At the same time, Scripture is honest that healing is not automatic or guaranteed in every case. Paul prayed three times for the removal of his "thorn in the flesh" and heard God say, "My grace is sufficient for you" (2 Corinthians 12:9). Epaphroditus was ill "near death" (Philippians 2:27); Trophimus was left behind sick (2 Timothy 4:20). This realism does not diminish faith or prayer — it situates them within God's sovereign care and his larger purposes, which are not always visible from our vantage point.
Spiritual healing and ultimate restoration
The deepest healing the Bible speaks of is spiritual — the healing of the broken relationship between humanity and God, made possible through Christ's death and resurrection. Isaiah 53:5's promise that "by his wounds we are healed" is the foundation; Peter applies it directly to the healing of souls (1 Peter 2:24–25). This spiritual healing is available to everyone who turns to God in faith, and it is the ground on which all other prayer for healing stands.
The Bible's final vision is of a new creation where all tears are wiped away and there is no more pain, mourning, or death (Revelation 21:4). This eschatological hope shapes how Christians live with unanswered prayers for healing — not with despair, but with a forward-looking confidence that what God begins in partial healings now, he will complete in full resurrection. Bodies matter to God; he created them, inhabited one in Jesus, and will raise them on the last day.
Frequently asked questions
Does the Bible promise physical healing if we have enough faith?
The Bible encourages bold, trusting prayer for healing (James 5:14–15) and records many remarkable healings in response to faith. However, it does not promise that every believer will be healed physically in this life. Paul, one of the most faith-filled people in the New Testament, lived with an unhealed condition (2 Corinthians 12:7–9). Scripture holds together the genuine invitation to pray in faith and the reality that God's timing and purposes are not always ours.

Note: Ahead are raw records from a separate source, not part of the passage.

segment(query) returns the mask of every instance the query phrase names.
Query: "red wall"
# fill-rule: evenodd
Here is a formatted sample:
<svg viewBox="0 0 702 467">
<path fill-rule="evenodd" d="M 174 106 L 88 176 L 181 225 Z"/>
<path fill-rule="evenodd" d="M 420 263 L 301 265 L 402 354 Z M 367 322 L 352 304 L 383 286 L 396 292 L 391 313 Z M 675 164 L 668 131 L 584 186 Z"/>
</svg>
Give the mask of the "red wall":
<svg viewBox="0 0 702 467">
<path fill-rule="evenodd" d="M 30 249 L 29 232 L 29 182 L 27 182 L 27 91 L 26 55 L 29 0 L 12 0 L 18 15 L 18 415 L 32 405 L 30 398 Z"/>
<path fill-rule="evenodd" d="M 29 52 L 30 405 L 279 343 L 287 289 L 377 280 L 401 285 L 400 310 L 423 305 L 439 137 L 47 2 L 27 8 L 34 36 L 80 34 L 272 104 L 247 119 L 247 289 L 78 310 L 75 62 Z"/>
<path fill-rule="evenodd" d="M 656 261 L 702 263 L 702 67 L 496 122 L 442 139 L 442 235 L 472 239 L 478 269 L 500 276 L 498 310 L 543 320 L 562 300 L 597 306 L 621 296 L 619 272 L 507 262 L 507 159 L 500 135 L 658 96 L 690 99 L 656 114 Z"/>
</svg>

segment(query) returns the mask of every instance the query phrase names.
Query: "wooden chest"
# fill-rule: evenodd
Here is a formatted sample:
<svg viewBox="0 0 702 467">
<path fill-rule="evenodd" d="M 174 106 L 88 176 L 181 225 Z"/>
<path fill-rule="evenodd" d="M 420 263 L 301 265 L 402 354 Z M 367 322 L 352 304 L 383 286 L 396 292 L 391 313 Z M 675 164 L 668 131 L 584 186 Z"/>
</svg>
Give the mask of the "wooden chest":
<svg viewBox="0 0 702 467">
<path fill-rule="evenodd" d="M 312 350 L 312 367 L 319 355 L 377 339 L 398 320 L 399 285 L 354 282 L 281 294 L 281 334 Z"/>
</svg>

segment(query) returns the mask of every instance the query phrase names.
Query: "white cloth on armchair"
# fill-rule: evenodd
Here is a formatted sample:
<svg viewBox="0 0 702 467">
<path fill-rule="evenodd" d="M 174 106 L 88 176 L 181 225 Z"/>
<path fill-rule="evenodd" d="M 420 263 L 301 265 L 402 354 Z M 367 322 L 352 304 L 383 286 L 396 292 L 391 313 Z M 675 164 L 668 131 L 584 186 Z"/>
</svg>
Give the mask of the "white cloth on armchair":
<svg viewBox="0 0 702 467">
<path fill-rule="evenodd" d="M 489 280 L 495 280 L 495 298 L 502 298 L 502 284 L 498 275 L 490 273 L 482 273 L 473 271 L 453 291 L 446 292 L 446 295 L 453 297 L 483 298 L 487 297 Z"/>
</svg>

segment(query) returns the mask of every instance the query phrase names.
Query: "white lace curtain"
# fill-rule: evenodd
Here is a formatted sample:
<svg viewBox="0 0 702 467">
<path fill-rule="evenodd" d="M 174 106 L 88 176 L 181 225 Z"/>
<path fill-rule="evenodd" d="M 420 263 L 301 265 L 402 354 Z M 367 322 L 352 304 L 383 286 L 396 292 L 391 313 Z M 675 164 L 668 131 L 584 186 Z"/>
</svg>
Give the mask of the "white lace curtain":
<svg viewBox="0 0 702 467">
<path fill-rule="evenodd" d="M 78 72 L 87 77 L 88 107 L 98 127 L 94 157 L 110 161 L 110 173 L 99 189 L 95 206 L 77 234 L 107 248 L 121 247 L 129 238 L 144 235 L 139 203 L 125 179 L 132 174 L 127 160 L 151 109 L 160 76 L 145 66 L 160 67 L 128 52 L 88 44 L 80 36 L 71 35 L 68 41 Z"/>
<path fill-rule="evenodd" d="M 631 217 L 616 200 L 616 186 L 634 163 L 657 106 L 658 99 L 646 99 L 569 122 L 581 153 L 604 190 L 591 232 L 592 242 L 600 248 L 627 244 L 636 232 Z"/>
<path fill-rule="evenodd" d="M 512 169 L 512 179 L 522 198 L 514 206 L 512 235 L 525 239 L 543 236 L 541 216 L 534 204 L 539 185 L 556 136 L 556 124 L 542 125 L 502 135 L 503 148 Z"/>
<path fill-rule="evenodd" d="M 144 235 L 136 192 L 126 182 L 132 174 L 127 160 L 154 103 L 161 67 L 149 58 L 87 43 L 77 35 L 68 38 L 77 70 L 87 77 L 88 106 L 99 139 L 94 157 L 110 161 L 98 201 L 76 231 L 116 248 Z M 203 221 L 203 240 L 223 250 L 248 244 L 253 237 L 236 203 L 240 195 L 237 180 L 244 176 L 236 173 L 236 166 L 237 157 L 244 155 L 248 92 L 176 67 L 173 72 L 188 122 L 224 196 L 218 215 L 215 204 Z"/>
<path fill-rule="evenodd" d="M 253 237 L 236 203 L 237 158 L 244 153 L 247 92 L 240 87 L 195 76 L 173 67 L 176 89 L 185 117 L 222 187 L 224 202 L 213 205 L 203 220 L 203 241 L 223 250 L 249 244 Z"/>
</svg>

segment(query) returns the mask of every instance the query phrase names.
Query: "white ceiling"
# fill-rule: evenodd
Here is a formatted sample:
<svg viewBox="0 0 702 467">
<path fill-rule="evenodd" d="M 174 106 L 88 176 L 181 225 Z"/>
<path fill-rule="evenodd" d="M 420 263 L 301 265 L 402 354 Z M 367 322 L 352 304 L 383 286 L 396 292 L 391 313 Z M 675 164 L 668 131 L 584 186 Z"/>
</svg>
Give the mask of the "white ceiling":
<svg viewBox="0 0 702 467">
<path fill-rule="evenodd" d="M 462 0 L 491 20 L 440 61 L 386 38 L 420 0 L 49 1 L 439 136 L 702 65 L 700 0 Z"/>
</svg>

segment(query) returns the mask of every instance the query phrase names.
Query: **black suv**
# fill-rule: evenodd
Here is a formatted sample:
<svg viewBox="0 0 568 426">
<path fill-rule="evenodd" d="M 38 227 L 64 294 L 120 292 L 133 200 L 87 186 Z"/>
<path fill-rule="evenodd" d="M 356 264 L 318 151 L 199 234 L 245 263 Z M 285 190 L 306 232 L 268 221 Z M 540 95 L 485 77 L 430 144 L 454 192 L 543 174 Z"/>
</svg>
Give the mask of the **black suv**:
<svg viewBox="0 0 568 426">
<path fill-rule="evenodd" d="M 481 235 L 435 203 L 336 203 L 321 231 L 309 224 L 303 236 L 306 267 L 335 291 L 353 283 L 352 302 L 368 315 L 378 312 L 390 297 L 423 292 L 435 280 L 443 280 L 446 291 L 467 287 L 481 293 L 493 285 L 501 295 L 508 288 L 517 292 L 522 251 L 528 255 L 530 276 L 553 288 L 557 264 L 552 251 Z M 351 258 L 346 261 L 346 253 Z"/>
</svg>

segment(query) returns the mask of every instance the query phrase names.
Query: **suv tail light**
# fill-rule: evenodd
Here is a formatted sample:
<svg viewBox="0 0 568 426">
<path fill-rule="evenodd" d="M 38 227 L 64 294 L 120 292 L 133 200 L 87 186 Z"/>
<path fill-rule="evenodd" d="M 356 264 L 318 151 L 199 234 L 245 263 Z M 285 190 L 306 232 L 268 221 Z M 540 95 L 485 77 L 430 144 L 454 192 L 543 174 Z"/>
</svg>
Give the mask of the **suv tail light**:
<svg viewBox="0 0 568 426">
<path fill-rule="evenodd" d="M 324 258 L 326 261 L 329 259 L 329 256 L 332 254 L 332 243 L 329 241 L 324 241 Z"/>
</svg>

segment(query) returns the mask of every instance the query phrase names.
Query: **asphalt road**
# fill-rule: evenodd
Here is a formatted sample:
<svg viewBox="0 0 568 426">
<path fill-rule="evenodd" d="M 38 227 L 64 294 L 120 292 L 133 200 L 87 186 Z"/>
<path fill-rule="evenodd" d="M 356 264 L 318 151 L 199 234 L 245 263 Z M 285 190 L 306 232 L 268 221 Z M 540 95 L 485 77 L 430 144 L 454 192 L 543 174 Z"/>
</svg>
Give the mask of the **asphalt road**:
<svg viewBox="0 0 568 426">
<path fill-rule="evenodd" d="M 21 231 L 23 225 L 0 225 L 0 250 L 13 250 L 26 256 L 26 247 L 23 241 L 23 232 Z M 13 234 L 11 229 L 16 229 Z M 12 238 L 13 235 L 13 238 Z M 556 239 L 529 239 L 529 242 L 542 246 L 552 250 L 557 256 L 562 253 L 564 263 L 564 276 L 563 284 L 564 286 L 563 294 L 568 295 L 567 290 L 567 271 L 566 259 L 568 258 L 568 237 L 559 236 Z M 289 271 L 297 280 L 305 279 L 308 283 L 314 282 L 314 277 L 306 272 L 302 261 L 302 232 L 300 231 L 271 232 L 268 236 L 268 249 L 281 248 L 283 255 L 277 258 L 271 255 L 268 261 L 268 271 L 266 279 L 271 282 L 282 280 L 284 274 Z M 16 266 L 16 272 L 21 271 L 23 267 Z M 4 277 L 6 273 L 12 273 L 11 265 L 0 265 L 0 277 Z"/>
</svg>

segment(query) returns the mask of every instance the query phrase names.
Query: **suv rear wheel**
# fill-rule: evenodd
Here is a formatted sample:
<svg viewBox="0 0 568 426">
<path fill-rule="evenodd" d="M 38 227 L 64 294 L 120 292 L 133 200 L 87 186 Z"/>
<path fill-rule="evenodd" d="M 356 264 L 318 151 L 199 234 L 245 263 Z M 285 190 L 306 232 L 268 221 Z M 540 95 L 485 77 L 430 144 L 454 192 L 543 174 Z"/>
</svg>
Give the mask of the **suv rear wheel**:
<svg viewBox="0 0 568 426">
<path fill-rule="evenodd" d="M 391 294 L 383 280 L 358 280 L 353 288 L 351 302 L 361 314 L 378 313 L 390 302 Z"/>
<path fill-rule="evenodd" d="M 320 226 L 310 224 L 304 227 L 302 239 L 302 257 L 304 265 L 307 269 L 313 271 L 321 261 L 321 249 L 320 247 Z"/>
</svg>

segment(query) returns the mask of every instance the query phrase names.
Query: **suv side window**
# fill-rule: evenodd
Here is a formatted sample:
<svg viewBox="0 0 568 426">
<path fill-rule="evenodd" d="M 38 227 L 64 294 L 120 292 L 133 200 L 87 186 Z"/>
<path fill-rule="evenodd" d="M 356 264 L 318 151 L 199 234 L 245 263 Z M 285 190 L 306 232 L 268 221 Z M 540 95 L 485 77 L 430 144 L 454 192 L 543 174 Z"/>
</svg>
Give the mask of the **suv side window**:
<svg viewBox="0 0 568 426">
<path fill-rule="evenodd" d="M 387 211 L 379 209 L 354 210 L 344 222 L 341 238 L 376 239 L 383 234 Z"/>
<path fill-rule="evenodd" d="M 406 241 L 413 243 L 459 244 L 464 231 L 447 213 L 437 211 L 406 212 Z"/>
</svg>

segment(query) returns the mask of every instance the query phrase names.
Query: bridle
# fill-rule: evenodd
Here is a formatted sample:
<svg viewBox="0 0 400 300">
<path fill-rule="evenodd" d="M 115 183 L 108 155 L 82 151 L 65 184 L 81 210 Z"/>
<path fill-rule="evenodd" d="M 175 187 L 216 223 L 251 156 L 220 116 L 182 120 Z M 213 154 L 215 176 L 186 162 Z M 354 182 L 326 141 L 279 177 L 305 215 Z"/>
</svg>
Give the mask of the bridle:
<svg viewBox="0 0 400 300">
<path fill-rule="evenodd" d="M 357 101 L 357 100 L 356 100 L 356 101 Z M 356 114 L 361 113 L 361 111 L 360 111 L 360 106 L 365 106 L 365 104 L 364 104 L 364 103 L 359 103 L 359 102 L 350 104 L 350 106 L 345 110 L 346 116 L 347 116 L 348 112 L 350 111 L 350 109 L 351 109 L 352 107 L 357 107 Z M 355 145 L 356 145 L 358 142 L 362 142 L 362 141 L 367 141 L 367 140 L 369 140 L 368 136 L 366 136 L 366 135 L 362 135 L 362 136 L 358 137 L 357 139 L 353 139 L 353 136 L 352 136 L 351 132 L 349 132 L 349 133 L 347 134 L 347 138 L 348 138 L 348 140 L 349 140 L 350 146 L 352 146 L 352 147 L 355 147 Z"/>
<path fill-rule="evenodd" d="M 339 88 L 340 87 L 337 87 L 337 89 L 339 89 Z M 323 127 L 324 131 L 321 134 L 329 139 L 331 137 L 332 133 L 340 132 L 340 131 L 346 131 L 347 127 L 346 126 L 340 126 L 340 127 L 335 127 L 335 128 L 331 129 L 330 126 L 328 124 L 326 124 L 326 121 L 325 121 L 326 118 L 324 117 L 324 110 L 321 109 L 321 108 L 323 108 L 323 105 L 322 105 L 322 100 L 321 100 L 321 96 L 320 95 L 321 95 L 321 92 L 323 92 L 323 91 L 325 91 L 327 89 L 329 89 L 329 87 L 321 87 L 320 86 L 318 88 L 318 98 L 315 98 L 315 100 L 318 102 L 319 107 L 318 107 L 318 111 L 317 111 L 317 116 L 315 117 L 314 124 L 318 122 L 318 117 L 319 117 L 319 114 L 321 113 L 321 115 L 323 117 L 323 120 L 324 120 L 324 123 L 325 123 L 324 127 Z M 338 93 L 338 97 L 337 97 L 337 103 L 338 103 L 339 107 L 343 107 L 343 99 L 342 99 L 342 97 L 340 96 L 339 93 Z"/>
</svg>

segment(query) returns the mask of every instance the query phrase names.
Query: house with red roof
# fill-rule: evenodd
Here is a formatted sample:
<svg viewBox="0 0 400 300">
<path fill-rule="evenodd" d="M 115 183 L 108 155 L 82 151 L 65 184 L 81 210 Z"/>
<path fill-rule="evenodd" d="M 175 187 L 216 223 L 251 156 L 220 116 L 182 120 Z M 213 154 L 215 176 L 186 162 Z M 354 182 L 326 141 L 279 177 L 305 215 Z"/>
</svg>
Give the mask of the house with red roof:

What does the Bible say about healing and forgiveness of sins?
James 5:15 links healing and forgiveness, and Jesus sometimes connected the two (Mark 2:5, 9). The connection is not that illness is always caused by personal sin — Jesus explicitly denied that in John 9:3 — but that God's healing work touches the whole person: body, soul, and relationship with him. The deepest healing is the forgiveness of sins through Christ.
How should Christians pray for healing?
James 5 points to praying in community, with the laying on of hands or anointing with oil, in the name of Jesus. Beyond that, Jesus' own pattern in Gethsemane — 'Not my will, but yours be done' (Luke 22:42) — gives shape to trusting prayer: earnest, specific, and ultimately submitted to God's wisdom and timing.
What does Isaiah 53:5 mean by 'by his wounds we are healed'?
In context, Isaiah 53 describes the suffering servant who bears the punishment for others' sins. The primary application, as 1 Peter 2:24–25 makes clear, is spiritual healing — reconciliation with God and liberation from sin. Many Christians also believe this points to God's care for physical bodies and the ultimate healing of resurrection, though denominations differ on whether it guarantees physical healing in the present life.